The court does not balance the right of those who choose not to fund religious education, elevating the right of those who do. They also point out the foolishness of the “status” versus “doing” argument by asking what in fact does a religious school do but teach religion. That is why the parents have chosen to send their children there.

As they point out, the Montana law did not punish religious exercise – they chose not to subsidize schools that teach religion. Choosing not to subsidize a fundamental right, such as marriage or voting for example, does not infringe on the right.  However this decision may be laying the groundwork for an attack on public funding of public schools by saying that it is harmful for religious schools not to get their fingers into that public taxpayer money.

The Sotomayor dissent was equally scathing.  As she said, the state supreme court had already ended the program on state law grounds and there was no federal question to be answered.  Not only did the Supreme Court violate Article III, it is clear that they are engaged in judicial activism by reaching hard for this tenuous case and turning it into a vehicle they can use to destroy the wall of separation between church and state. 

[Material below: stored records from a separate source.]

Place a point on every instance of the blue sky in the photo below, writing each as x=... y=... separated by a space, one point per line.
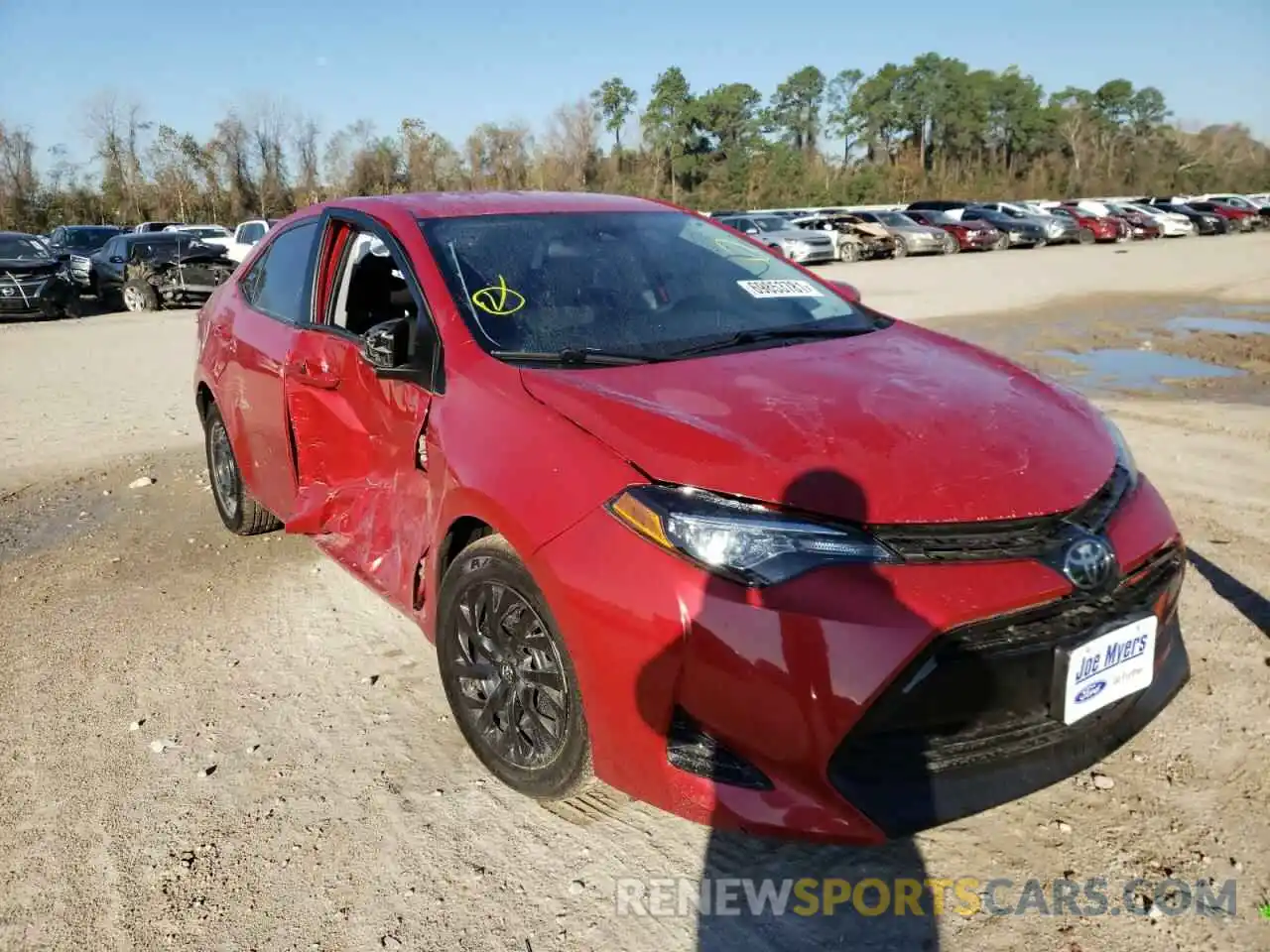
x=341 y=60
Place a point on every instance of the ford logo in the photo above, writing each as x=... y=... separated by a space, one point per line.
x=1089 y=690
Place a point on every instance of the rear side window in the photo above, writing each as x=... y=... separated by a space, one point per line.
x=277 y=284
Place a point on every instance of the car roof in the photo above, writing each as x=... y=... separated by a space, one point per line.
x=449 y=204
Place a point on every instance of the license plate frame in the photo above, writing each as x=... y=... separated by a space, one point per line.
x=1075 y=694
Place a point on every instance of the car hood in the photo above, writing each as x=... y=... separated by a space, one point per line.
x=929 y=428
x=924 y=230
x=26 y=266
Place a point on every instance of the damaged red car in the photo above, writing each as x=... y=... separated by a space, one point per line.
x=689 y=518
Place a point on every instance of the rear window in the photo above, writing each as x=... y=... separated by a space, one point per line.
x=643 y=282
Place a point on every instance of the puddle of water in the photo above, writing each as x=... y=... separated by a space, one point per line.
x=1141 y=370
x=1222 y=325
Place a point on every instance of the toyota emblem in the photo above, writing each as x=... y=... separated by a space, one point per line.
x=1088 y=562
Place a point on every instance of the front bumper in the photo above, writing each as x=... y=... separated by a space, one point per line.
x=815 y=254
x=784 y=680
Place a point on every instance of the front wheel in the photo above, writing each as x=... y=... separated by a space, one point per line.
x=238 y=508
x=508 y=676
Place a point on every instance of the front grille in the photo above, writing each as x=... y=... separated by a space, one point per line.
x=1012 y=538
x=982 y=692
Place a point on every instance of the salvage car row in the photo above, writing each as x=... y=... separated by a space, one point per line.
x=137 y=268
x=945 y=226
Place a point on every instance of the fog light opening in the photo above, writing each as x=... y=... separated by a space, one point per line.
x=691 y=749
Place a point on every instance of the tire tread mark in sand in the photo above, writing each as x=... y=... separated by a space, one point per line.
x=592 y=806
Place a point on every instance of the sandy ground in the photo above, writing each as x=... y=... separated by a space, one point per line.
x=222 y=744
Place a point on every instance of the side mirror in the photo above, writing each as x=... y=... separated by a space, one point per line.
x=848 y=291
x=388 y=345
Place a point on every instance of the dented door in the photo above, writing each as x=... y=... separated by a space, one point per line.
x=362 y=485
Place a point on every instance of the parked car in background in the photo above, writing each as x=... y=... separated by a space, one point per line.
x=76 y=244
x=1238 y=218
x=1020 y=232
x=855 y=239
x=781 y=235
x=1205 y=222
x=1245 y=202
x=209 y=234
x=1060 y=230
x=912 y=238
x=1102 y=227
x=938 y=204
x=969 y=235
x=146 y=226
x=1171 y=223
x=875 y=563
x=1141 y=226
x=26 y=266
x=144 y=271
x=246 y=235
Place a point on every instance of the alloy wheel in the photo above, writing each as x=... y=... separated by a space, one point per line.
x=225 y=477
x=509 y=675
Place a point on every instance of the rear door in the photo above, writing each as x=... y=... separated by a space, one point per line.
x=258 y=321
x=361 y=440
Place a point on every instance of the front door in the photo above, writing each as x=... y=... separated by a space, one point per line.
x=363 y=484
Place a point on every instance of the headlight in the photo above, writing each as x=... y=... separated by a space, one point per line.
x=1123 y=454
x=747 y=542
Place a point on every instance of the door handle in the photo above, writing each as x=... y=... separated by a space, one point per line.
x=312 y=376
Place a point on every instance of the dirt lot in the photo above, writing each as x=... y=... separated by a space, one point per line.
x=225 y=744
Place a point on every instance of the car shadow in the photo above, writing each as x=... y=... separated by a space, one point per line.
x=724 y=675
x=1247 y=601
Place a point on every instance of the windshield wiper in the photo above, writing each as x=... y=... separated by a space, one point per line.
x=574 y=356
x=753 y=336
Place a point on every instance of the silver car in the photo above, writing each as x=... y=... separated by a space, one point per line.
x=797 y=244
x=911 y=238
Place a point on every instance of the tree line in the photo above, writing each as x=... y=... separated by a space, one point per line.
x=930 y=128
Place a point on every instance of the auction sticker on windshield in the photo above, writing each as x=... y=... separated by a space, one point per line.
x=780 y=289
x=1107 y=667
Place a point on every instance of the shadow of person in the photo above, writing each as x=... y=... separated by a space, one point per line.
x=1245 y=599
x=772 y=679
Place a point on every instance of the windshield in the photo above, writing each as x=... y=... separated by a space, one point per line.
x=770 y=222
x=19 y=248
x=87 y=239
x=896 y=220
x=629 y=282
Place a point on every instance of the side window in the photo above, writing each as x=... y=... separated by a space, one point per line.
x=370 y=287
x=278 y=289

After wrongfully taking the case, they wrongly decided it. This is the first time the court is requiring a state to provide funds to a church in clear violation of the First Amendment, precedent, history, and the long supported separation of church and state. The Supreme Court held that because the state did not benefit religious exercise, they are compelled to do so. It is the first time the court orders that public funds must be used to pay for religious education. And it is wrong. The government is not obligated to fund a right e.g. I have a right to free speech but the government is not obligated to pay for my megaphone or website, allegedly I have a right to carry a gun but the government is not obligated to buy me one.  But with this decision, because I have a right to free exercise of my religion, the state is obligated to pay for my children’s schooling. As Sotomayor says, the ruling is perverse.  It turns the amendment on its head and mandates the state pay for someone to exercise their religion.  That was never its intent.